ASCII keyboard
This article is a stub. You can help Deskthority by expanding it.
An ASCII keyboard is a keyboard that outputs codes in the ASCII standard character set. (American Standard Code for Information Interchange)
ASCII keyboards were often off-the-shelf parts for embedding into computer systems, often producing signals at chip-compatible levels over seven parallel signal lines.
The layout of the ASCII character set was matched to a standard keyboard layout (based on American typewriters of the time) so that holding the Shift key could only flip a bit in the code to change between normal and shifted symbols. A different bit is flipped for alphabetic keys and keys on the numeric row.

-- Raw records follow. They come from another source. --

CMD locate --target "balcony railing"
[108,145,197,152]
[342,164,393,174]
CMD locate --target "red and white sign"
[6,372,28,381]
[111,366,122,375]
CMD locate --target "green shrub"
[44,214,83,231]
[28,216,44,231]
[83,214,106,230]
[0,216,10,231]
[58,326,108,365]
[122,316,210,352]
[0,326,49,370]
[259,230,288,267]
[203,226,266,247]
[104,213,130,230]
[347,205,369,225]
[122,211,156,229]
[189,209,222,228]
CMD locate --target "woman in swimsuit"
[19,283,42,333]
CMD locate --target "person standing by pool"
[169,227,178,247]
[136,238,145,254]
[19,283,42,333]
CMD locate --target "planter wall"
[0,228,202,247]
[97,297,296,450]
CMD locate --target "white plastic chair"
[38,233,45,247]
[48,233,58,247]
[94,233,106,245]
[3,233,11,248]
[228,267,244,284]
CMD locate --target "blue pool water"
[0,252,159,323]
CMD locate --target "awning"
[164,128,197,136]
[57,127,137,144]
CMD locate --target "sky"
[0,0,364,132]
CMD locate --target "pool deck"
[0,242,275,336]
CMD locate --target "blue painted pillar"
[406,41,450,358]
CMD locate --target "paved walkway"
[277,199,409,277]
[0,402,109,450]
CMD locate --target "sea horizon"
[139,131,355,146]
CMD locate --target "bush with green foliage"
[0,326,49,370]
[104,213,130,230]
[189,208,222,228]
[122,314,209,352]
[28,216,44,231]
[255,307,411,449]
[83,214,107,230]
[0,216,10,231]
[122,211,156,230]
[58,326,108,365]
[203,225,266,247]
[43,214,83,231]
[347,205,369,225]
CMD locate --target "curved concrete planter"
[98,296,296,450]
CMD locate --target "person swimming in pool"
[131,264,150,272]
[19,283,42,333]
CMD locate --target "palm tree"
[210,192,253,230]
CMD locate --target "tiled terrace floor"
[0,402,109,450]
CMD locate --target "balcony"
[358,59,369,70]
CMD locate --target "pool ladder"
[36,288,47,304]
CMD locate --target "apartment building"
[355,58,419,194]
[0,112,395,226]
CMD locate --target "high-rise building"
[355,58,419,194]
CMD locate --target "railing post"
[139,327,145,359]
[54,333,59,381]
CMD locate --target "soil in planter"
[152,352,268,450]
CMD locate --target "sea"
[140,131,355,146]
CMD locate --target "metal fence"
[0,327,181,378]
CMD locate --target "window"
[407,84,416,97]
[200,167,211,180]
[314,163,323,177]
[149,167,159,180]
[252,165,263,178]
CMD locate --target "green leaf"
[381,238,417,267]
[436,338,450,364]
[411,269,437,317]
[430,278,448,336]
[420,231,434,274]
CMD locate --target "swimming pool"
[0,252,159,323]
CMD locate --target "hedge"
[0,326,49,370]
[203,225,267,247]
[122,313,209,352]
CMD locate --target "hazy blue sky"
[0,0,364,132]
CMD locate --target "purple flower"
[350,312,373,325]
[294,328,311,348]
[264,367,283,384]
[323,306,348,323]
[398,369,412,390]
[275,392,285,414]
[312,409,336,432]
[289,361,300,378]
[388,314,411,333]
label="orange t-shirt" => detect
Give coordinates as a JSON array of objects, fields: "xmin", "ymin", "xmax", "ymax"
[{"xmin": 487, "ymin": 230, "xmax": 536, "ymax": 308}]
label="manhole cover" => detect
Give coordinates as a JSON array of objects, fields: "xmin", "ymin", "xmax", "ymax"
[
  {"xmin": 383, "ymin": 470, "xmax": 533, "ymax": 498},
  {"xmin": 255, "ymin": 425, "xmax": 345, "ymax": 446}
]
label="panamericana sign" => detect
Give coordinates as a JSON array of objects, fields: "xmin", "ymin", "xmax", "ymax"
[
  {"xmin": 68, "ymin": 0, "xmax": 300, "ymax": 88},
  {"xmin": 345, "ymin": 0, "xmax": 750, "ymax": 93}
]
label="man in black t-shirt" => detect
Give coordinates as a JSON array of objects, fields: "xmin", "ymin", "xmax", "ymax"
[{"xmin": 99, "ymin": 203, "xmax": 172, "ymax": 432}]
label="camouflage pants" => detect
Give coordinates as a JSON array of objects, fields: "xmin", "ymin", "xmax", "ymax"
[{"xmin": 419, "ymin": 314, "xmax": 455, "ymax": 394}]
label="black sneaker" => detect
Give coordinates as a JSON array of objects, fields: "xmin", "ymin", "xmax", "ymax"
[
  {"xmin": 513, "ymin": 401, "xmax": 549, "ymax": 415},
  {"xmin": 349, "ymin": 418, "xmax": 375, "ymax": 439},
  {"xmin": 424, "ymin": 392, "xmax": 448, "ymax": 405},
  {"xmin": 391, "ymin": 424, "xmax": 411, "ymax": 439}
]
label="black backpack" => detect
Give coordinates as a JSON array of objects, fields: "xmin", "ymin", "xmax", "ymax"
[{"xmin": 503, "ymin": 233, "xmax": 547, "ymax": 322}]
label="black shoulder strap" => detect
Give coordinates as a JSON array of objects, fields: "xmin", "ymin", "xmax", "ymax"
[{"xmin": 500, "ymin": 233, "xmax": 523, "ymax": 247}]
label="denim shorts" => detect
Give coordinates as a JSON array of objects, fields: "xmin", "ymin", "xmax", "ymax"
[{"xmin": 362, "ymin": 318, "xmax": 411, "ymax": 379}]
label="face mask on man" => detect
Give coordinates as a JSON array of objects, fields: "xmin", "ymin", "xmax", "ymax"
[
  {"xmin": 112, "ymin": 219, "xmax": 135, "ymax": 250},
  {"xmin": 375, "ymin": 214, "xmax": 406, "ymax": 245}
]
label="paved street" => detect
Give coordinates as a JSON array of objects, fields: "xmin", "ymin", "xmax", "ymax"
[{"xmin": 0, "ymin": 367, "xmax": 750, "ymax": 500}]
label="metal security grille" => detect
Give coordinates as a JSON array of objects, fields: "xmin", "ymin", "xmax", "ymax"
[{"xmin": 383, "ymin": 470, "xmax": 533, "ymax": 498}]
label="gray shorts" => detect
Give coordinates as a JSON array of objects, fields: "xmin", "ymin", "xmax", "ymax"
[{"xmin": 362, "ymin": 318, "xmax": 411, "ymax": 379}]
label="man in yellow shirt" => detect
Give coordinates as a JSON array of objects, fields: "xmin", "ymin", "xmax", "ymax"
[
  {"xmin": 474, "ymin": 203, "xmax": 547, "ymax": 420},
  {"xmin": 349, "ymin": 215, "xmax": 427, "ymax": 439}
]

Likewise, the Control key also flipped a bit in the ASCII code, producing an ASCII control code when used together with an alphabetic key. ASCII abbreviations for control codes ("FF", "BEL" etc) were sometimes printed on the corresponding alphabetic keys.
The ASCII character set had also inherited separate Carriage Return and Linefeed symbols from previous TeleType code sets, with both being used in sequence to encode a new line. ASCII keyboards therefore often had separate Return and Linefeed keys.
The ASCII character set is still in wide use, being the basis for practically all new character sets from the 1970's onwards, including the first 128 code points of Unicode. The American typewriter convention later changed somewhat and became the basis for the US-ANSI keyboard layout with a somewhat different order of the shifted symbols on the numeric row than of that in ASCII.